L’(autre) homme de ma vie (Stephen McCauley)

Déjà pour son précédent « Sexe et dépendances« , je m’étonnais de ne pas avoir plus écrit sur Stephen McCauley car j’ai lu tous ses romans (il n’y en a pas tant que cela…). Il est de ces rares écrivains dont la prose me plait au point que je pourrais le lire sans me lasser sur des centaines et centaines de pages. Ses romans ont pas mal de points communs, à commencer par l’auteur lui-même dont on reconnaît les représentations et transfigurations dans certains personnages, ainsi on retrouve des héros qui prennent de plus en plus de bouteille. Là c’est Richard Rossi qui est un DRH d’une cinquantaine d’année confortablement installé dans la vie, avec son petit-ami, un consultant foudre de travail, et son amant, un « hétérosexuel » marié qu’il « rencontre » à son club de sport.

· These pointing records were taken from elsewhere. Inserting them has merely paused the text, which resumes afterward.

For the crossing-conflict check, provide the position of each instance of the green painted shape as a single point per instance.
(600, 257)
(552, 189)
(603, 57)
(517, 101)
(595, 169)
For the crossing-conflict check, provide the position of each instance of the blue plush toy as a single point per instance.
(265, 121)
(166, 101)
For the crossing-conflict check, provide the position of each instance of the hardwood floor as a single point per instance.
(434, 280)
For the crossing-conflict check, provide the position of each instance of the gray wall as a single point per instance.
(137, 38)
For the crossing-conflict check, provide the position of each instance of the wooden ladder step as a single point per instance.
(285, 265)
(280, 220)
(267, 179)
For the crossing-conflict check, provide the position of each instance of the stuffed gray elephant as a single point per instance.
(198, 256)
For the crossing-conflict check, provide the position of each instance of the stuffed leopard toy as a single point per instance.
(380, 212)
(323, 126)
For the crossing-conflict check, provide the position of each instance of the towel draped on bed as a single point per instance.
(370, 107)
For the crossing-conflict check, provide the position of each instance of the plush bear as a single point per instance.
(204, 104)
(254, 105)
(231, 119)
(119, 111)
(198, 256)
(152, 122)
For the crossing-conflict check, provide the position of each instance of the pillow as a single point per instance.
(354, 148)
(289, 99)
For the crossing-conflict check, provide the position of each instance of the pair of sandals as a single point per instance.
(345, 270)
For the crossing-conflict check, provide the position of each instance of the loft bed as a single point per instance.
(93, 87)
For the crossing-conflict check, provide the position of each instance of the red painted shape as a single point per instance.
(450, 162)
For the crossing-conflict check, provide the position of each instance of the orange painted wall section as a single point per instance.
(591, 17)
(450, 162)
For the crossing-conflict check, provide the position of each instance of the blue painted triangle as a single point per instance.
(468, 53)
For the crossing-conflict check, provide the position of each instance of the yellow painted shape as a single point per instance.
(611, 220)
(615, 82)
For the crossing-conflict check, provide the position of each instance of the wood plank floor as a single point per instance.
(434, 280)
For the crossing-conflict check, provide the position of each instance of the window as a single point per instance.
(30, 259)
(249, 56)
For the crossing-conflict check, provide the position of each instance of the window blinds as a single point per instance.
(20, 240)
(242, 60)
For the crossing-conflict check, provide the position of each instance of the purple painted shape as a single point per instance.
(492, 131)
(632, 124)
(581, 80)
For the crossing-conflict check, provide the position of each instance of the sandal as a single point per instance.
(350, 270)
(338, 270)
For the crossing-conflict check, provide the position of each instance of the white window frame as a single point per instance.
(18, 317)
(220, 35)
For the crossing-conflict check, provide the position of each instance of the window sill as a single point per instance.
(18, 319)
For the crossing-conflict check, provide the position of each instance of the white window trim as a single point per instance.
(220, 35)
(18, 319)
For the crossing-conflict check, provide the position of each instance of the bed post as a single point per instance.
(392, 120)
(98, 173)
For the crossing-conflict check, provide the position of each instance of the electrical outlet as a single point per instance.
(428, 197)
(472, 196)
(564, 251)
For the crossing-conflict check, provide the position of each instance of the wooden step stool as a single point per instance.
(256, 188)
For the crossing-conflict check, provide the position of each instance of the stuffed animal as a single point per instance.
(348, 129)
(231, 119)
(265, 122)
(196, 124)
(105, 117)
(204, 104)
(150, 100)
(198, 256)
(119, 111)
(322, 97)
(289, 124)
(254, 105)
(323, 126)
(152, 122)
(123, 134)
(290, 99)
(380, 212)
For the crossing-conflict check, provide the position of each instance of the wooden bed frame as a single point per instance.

Sorte de Woody Allen à la (auto)dérision permanente, un brin queer et grinçant, toujours couvert d’un flegme tout anglo-saxon, Stephen McCauley a souvent l’acuité et le mot juste pour narrer ses histoires de coeur et de cul. Car cela tourne souvent autour de préoccupations aussi superficielles qu’existentielles, avec des personnages aussi drôles que pathétiques pour mener la danse. Je suis très bon client de ses romans, mais pour une fois, je dois avouer une petite déception à la lecture de ce roman.

Richard Rossi gère donc une sorte de double-vie, mais sans flou car il est dans une sorte de consensus non-dit qui fait que sa relation extraconjugale est tacitement admise, tout en ayant de plus en plus un béguin prononcé pour son amant adorablement attaché à sa petite famille nucléaire. Mais il devient profondément jaloux et soupçonneux lorsqu’il comprend que son compagnon a lui-même un amant. Il remet alors en question son mode de vie, son équilibre amoureux, affectif et sexuel. Et dans le même temps, de nouveaux challenges professionnels finissent de contribuer à ce désarroi global. A 50 ans, il en a aussi ras le bol d’être le même être changeant et en construction qu’à 20, 30 et 40… Mais au bord du précipice, il ne sait toujours pas quelles décisions prendre.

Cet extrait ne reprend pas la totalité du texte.